Each fund has a bond allocation of up 60%. According to the Putnam website, Lifestyle Funds 1 and 2 currently have equity allocations of about 13%. Lifestyle 3 has an equity allocation of about 19%. But the equity allocations can vary over time, to as high as 50% for the relatively aggressive Lifestyle Fund 3, according to the discretion of the fund managers.
All three Lifestyle Funds are “funds of funds,” to the extent that they contain either the Putnam Conservative Asset Allocation Fund or varying amounts of Putnam’s 100, 300, 500 and 700 Absolute Return Funds. These funds aim to beat the rate of inflation over three years by 1%, 3%, 5% or 7%, respectively, using volatility hedges as stabilizers.
Ask Mr. Wizard
So how does income enter the picture? That’s where Putnam’s online Retirement Income Analysis Tool comes in. This wizard helps prospective owners of the Retirement Income Lifestyle Funds anticipate how much income they might draw down from the funds each month through a systematic withdrawal plan. It also shows how clients long that income might last and how confident they can be in the wizard’s forecast.

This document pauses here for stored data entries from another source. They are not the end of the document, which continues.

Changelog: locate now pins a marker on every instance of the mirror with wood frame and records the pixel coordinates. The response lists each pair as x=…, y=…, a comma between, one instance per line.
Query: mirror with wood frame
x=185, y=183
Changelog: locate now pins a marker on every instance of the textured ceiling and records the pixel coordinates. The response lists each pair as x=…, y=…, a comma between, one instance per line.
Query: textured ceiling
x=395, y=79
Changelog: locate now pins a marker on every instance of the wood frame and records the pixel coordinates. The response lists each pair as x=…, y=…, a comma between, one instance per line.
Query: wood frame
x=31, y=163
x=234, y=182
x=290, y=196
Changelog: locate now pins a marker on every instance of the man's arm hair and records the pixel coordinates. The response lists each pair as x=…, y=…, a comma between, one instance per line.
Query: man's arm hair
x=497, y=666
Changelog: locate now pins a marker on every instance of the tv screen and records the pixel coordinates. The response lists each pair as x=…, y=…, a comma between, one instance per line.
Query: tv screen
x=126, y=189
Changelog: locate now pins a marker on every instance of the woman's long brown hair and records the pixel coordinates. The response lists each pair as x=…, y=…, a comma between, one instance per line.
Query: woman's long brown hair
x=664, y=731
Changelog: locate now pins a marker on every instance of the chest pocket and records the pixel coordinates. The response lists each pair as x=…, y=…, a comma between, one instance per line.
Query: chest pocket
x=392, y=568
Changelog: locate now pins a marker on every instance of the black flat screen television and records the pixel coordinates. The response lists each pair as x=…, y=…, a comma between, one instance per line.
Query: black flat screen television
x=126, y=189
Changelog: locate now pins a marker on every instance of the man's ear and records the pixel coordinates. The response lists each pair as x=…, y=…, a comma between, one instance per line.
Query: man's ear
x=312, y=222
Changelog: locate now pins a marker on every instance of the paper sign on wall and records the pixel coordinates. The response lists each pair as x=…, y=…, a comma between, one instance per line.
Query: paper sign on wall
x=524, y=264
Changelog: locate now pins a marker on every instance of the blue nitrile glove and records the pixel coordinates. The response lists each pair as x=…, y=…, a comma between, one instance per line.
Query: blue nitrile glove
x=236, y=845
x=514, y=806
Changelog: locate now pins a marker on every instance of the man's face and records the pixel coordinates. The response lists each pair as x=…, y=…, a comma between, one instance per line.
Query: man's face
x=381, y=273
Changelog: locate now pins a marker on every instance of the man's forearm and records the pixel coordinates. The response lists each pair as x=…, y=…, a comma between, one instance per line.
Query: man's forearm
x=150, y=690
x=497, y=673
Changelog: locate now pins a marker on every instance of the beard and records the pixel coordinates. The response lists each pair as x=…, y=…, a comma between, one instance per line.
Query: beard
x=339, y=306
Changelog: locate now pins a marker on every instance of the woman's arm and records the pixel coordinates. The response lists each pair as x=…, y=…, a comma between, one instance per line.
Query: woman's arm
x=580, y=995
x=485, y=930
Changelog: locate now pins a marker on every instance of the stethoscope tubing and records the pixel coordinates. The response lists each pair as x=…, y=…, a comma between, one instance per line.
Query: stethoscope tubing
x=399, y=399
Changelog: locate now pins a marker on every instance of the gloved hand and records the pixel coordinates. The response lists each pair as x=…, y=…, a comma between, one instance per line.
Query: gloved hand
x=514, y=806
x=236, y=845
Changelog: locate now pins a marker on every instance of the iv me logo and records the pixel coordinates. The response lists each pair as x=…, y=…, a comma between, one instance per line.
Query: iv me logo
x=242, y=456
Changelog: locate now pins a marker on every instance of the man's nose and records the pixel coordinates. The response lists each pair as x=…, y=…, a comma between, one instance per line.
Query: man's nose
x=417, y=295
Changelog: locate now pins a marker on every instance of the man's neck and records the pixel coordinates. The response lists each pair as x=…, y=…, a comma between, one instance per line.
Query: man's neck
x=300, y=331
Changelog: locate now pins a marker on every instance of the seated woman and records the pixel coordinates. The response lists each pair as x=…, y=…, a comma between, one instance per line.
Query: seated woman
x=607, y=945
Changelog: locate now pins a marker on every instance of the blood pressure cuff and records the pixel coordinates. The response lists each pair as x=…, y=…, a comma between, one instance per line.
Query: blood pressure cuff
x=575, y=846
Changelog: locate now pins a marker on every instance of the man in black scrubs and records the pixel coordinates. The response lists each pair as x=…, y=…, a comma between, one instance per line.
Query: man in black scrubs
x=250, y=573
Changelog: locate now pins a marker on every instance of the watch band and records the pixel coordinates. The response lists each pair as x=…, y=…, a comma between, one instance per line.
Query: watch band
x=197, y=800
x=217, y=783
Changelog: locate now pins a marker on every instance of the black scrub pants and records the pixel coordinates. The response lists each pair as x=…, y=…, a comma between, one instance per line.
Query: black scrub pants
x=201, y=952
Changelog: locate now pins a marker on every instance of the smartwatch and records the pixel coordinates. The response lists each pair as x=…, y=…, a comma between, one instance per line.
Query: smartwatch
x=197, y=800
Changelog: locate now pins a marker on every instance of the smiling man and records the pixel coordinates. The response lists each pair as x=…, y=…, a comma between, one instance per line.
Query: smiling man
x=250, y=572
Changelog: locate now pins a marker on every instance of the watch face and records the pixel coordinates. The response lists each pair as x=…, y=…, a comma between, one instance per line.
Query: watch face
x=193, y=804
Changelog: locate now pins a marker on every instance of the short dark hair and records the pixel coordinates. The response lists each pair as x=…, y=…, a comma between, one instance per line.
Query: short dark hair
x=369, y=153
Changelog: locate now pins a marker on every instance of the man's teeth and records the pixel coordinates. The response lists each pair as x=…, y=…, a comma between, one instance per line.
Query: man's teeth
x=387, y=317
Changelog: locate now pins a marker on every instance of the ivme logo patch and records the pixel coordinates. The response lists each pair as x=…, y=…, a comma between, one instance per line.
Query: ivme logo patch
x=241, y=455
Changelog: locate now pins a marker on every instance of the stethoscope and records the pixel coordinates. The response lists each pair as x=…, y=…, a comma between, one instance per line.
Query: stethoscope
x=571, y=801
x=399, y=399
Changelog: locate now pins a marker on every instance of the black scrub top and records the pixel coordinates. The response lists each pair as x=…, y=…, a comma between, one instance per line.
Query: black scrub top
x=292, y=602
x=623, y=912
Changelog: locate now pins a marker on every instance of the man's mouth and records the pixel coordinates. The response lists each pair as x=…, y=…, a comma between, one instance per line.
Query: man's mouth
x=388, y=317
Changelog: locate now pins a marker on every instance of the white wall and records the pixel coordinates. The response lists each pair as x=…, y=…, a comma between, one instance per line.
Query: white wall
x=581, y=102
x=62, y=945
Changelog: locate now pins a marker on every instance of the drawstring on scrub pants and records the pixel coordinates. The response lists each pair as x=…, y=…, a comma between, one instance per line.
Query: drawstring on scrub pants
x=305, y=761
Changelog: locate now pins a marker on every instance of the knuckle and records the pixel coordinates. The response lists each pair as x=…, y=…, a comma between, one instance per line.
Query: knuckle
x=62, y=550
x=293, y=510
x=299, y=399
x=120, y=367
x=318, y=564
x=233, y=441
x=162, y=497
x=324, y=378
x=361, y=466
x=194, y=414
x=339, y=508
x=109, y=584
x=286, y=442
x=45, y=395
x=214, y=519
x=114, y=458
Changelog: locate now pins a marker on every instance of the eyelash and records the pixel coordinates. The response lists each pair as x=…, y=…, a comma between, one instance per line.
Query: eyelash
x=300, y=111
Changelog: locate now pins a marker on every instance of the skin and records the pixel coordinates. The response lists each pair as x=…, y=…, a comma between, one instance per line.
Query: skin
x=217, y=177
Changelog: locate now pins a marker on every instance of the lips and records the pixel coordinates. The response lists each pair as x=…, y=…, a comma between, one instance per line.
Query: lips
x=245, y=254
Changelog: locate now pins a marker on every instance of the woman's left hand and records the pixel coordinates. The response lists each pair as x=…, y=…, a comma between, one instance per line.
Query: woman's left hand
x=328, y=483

To its merit, the wizard involved only a few steps and required no homework. On the initial page, it directed me to enter my “current assets.” I typed in $200,000. (There are separate windows for “taxable,” “tax-deferred” and “tax-free” savings. Only the total amount seemed to affect the calculation, however).
On the second page, the wizard provided two sliders, one for choosing age at retirement (50 to 85) and one for choosing a desired “confidence in meeting income goals” (50% to 99%). I set the first slider at age 65 and the second at 90%. The screen also required me to choose me a male or female mortality table.
The wizard instantly showed me that I could spend about $1,200 a month (7% of my savings) each year. The results for all three Lifestyle funds were virtually identical, oddly enough. If I experienced median results, the tool implied, I’d die in 18 years with about $35,000 left over (give or take about $40,000).
By clicking on a tab, I was able to reveal a third page. A new slider allowed me to set my desired payout rate and showed me how long my money was likely to last. I chose a spending rate of 5% per year, or $833 a month, and the wizard told me that my money would last for 24 years, with a 90% chance of success. If I spent only 4% a year—the textbook sustainable retirement payout percentage—my money was likely to last until I reached age 97.
That was an interesting exercise—the type of financial exercise every pre-retiree should get more of—but what did it have to do with these new Putnam funds? I suspected that any number of broadly diversified balanced funds or funds-of-funds could have produced similar results.
These funds, by the way, aren’t cheap, which implies a drag on returns and therefore on the income they produce. Aside from the load (mentioned earlier), Lifestyle Fund 1 costs 103 basis points a year, Lifestyle Fund 2 costs 163 basis points, and the Lifestyle Fund 3 costs 185 basis points, according to Carney. (According to the product fact sheet, investors would pay only 99, 103, and 113 basis points for these funds, respectively, on top of any distribution fees, because of a Putnam management decision to cap the fees, at least temporarily.)
A retiree who invests $100,000 in these funds and averages a 5% return would end up paying about $24,000 in fees over 10 years, according to the prospectus. Incidentally, the best performer of these three funds has gained an average of less than 1.5% a year (net of fees) since 2006.
Unless I’ve missed something, the Putnam Retirement Income Lifestyle Funds, as “income funds,” seem long on promises and short on proven delivery—particularly in light of costs that, judging by the prospectus, can be significant.